Below is what I discovered. Spice up your chapters by adding more interesting and complex scenes.
Setting: Where are we? Well, where are your characters? Use your senses: Sights? Sounds? Colors? Textures?
Atmosphere/Mood/Tone: The Atmosphere is usually created by the characters emotions and feelings. The Mood is how the reader feels when he/she is reading the words. And the Tone is the writer's attitude that comes through her/his writing.
Voice: This is what makes the author's writing unique. It's the style, attitude, personality of the ms.
Introduction: Who are all the players? What's the big issue?
Transition: How do you move the reader and your characters from one place to another? Do it swiftly.

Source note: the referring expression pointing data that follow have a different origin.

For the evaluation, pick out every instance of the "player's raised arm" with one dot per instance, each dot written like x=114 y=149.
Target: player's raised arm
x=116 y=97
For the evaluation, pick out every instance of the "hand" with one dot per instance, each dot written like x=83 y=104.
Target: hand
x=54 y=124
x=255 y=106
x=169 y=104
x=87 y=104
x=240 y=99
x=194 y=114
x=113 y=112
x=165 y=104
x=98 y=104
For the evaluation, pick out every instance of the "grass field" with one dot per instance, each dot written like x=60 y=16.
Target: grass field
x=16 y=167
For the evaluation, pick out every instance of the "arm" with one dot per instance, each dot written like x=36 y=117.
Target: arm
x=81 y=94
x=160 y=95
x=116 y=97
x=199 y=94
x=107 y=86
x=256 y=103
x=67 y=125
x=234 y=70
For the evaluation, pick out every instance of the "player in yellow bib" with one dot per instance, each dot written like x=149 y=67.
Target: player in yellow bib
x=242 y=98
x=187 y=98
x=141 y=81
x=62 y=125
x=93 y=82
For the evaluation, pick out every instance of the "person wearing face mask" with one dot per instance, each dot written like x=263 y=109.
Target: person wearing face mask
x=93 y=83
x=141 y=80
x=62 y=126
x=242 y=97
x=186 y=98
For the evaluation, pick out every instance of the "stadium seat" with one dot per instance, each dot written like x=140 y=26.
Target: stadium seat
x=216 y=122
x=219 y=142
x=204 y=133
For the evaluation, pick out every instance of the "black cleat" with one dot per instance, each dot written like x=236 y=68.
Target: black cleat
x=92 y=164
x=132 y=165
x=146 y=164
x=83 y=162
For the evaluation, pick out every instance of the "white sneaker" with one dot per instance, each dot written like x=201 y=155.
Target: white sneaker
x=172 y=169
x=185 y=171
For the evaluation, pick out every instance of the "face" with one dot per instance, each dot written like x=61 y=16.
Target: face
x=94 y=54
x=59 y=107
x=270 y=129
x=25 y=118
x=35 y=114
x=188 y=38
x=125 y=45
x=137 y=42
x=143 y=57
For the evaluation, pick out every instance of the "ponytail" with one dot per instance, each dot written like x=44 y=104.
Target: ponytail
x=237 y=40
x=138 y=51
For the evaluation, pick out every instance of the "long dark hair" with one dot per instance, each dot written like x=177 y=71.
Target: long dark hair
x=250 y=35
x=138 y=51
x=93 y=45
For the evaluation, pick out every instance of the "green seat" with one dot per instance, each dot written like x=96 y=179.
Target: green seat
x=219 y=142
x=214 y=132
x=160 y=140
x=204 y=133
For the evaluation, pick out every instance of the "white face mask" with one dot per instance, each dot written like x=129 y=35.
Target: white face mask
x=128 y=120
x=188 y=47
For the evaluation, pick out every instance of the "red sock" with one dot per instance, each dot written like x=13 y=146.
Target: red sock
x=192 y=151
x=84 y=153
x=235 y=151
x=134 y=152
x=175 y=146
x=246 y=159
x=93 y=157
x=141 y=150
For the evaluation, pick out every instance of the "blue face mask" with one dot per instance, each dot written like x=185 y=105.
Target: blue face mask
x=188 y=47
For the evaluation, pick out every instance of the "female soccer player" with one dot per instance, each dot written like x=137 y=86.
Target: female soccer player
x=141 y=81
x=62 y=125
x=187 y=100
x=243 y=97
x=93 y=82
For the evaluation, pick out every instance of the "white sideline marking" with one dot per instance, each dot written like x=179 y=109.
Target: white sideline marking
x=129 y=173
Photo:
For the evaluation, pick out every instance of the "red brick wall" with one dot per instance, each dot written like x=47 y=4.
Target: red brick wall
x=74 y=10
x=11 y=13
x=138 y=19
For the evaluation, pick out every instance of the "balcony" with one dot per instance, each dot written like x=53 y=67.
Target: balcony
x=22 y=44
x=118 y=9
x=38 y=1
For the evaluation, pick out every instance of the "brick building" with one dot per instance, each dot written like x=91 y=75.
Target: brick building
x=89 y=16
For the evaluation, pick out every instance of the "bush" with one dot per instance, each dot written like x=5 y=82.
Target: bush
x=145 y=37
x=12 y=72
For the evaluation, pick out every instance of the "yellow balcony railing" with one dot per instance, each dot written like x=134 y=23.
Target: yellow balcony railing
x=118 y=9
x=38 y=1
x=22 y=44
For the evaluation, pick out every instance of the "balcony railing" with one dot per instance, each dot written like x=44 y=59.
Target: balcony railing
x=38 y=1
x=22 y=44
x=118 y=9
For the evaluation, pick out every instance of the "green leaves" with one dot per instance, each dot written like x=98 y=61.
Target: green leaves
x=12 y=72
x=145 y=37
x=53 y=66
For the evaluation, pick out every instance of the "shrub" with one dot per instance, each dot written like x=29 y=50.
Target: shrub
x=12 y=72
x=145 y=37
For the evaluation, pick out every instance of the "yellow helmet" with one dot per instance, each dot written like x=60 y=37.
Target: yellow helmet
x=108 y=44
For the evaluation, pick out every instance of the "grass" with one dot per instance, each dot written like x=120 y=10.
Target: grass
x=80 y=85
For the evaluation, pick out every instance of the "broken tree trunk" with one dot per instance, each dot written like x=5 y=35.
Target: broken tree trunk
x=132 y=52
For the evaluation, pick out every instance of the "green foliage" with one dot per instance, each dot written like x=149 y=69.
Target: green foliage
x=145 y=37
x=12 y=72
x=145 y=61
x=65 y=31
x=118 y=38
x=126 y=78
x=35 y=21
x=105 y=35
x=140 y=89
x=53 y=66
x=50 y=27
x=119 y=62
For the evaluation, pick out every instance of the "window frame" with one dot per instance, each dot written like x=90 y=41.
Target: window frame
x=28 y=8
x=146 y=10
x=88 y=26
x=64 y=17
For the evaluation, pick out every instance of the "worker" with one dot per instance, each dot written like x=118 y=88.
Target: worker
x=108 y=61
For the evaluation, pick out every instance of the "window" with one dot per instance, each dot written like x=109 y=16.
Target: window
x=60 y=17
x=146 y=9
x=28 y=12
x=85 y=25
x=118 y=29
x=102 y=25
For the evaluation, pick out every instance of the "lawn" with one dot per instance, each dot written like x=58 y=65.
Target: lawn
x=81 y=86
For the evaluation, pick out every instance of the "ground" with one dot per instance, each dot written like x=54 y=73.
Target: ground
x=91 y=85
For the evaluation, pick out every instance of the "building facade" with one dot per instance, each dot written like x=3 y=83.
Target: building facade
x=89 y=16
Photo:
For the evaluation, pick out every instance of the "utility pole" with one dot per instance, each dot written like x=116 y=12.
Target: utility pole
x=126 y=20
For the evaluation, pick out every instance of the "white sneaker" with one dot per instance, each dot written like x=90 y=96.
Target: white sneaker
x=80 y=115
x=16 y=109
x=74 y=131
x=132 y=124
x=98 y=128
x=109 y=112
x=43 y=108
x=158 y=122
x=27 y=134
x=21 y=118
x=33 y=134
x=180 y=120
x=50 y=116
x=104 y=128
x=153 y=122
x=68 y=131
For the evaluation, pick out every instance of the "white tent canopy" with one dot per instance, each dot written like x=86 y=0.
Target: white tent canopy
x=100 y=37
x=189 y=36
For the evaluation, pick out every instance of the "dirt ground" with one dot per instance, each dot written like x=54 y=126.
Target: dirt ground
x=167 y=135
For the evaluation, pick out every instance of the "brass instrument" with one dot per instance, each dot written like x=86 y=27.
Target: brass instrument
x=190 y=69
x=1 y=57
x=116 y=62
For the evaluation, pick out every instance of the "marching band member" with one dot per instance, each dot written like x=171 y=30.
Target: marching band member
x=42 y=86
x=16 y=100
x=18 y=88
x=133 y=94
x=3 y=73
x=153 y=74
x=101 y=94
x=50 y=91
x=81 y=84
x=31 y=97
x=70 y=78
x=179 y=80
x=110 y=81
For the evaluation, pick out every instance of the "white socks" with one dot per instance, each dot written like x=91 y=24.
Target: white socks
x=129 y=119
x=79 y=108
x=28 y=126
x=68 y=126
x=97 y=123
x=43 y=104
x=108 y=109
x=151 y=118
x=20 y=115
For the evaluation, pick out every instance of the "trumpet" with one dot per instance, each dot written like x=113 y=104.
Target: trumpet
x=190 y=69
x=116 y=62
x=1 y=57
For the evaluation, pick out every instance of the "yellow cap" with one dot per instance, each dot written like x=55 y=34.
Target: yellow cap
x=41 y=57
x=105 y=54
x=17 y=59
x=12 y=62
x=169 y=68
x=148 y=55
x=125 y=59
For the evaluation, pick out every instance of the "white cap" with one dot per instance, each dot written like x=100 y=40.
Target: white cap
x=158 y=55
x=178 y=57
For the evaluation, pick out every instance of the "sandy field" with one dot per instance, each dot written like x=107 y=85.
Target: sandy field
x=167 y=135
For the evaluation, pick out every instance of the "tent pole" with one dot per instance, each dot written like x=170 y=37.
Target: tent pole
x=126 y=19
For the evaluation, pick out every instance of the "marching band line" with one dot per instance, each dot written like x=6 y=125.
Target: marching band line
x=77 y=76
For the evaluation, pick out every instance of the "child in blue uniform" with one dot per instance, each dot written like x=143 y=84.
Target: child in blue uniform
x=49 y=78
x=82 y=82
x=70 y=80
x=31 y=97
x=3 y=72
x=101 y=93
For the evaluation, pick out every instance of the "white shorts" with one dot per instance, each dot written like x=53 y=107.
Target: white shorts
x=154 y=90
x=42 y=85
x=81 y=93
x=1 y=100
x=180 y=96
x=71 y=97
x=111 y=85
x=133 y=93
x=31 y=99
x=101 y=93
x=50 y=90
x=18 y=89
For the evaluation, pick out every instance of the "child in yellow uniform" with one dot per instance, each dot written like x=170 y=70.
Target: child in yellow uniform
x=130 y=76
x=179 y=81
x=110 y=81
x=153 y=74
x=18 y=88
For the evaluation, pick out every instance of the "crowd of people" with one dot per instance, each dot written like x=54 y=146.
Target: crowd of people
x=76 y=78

Preparation: What will it take to prepare for the task at hand?
Investigation: The reader needs information and so does your character. How do they gather it? What is it? Is it revealed slowly, or dumped in someones lap?

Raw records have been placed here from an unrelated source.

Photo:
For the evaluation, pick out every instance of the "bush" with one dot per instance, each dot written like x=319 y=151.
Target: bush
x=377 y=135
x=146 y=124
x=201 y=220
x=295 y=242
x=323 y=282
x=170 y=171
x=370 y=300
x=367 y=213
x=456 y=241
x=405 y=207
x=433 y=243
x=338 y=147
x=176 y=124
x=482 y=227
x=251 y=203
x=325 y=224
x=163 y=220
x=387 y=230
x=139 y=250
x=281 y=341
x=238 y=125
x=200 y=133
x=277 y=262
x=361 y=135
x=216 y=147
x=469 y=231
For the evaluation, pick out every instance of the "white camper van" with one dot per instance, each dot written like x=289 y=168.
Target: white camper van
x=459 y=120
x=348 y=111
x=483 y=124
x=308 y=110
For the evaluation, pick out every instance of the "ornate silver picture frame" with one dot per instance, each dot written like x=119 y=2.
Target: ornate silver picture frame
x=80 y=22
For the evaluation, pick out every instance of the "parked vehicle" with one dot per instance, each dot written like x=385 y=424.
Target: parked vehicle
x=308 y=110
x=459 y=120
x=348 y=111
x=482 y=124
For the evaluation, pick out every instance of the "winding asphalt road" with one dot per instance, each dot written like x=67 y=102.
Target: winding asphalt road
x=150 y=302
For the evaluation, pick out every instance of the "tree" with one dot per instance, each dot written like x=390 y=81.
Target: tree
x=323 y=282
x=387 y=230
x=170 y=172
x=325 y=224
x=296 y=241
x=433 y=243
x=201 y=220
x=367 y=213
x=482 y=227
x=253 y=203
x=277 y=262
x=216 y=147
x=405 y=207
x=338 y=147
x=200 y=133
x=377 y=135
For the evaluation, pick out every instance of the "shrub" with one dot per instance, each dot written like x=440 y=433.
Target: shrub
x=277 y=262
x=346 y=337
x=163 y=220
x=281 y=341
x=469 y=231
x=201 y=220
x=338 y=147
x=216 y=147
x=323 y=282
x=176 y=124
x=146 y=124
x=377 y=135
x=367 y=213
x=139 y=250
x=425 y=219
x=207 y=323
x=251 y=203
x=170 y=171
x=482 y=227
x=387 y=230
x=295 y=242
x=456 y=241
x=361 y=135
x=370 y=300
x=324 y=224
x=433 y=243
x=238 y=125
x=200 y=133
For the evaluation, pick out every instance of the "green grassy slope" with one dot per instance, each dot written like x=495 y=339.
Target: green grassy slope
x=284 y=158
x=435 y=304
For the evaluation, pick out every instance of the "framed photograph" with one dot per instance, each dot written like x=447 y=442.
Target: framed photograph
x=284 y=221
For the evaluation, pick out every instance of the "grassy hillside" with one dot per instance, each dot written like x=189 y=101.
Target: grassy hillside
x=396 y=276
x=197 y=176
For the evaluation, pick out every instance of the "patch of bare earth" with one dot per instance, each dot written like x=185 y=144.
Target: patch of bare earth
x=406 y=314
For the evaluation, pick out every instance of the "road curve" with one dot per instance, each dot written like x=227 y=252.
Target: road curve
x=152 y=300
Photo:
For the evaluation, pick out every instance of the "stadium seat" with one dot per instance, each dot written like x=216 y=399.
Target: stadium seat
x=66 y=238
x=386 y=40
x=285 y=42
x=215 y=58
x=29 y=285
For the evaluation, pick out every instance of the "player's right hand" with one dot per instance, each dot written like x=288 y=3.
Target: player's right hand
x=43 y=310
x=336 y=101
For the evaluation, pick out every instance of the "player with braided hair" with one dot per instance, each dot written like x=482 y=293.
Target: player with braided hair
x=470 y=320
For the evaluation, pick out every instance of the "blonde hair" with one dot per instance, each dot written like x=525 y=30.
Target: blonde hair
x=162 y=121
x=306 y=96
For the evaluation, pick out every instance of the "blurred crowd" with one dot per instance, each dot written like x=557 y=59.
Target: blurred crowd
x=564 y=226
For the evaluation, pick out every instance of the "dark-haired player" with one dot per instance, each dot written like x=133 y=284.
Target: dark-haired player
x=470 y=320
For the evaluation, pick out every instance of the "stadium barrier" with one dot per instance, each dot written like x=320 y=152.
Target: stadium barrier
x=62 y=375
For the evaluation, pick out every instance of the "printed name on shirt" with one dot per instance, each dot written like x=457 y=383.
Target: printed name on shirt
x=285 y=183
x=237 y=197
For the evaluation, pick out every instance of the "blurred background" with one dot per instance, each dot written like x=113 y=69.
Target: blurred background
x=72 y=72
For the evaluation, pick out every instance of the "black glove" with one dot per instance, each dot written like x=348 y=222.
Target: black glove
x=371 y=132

The Prize: Something is given to, or found by the main character that can help she or he. It can be used as a weapon, or to uncover the key to what they need.
Escape: Your character must try to escape something. This could be escaping from his or herself. Or this could mean running from bulls. Whatever it is, they must try to get away.

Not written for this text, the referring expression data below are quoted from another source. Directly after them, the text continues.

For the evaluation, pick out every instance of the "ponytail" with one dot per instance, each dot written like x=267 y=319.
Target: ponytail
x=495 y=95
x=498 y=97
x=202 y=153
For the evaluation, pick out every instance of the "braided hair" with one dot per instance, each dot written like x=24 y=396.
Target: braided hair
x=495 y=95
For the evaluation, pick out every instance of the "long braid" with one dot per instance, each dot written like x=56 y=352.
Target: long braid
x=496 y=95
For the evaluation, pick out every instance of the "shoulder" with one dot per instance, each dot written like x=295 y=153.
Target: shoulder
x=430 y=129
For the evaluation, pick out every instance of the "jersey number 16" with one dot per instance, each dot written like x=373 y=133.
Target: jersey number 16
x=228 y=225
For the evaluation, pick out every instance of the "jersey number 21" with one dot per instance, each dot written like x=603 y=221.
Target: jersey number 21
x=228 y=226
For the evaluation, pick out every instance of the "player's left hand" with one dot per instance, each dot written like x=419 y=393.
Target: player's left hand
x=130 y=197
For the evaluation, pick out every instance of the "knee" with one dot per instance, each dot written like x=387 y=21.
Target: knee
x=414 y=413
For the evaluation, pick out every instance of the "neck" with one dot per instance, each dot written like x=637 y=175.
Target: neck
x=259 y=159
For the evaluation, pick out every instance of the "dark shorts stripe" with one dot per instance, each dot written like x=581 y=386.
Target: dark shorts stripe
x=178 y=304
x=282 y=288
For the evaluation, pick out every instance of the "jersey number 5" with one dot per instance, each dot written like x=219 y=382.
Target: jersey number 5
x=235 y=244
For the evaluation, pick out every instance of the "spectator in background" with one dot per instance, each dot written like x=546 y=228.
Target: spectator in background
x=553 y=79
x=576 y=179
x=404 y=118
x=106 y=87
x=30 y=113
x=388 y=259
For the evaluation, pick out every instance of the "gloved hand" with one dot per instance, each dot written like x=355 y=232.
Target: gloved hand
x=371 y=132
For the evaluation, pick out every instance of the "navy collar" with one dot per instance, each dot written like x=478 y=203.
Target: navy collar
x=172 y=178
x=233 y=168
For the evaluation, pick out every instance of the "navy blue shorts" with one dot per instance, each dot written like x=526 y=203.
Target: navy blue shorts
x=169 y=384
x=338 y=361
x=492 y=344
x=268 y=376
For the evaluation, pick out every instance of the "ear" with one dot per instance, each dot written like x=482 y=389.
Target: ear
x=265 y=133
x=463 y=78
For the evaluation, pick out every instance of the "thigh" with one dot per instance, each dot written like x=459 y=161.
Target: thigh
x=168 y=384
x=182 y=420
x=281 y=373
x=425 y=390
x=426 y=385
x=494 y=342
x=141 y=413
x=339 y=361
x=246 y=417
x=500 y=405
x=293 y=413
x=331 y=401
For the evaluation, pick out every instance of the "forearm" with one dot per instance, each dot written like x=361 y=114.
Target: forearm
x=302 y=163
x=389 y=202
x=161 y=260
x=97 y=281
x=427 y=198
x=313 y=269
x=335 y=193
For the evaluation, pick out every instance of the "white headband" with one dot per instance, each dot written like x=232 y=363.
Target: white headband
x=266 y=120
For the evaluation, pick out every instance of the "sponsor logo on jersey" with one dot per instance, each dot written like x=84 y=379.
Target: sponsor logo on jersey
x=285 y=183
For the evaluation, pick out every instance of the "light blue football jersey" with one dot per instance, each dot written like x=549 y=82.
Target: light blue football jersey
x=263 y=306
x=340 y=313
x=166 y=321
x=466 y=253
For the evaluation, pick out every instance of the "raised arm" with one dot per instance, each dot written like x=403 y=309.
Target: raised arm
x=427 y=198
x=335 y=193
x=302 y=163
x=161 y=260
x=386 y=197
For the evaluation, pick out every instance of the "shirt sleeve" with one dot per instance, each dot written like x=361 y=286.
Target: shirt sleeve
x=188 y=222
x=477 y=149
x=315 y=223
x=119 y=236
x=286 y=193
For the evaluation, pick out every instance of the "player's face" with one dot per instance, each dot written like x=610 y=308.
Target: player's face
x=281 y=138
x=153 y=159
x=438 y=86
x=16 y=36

Pursuit: The tables are turned and the character is now going after something. Think Finding Nemo when Marlin, severely afraid of the sea, loses his son and goes out on his own to find him.
Seduction: The convincing moment. Someone is trying to get someone else to believe in something - could be true, could be false.
Love: Does it need an explanation? When two characters come together, and um...kiss, make out, flirt, fall in love. The main character must learn something from this interaction.
Reversal of Expectations: In the beginning the character expects something or wants something and then something happens to reverse this thought or expectation entirely.
Unexpected Visitor: Oh no, not Aunt Mae. Someone unexpected or unwanted shows up and does something to send the character into action.
So, make sure your settings are believable. Know the surroundings that you place your characters in. Know how they will react to an unexpected visitor, or how they would prepare for a big day, and how they move from one scene to another. Make these choices when you write, and your writing will be stronger.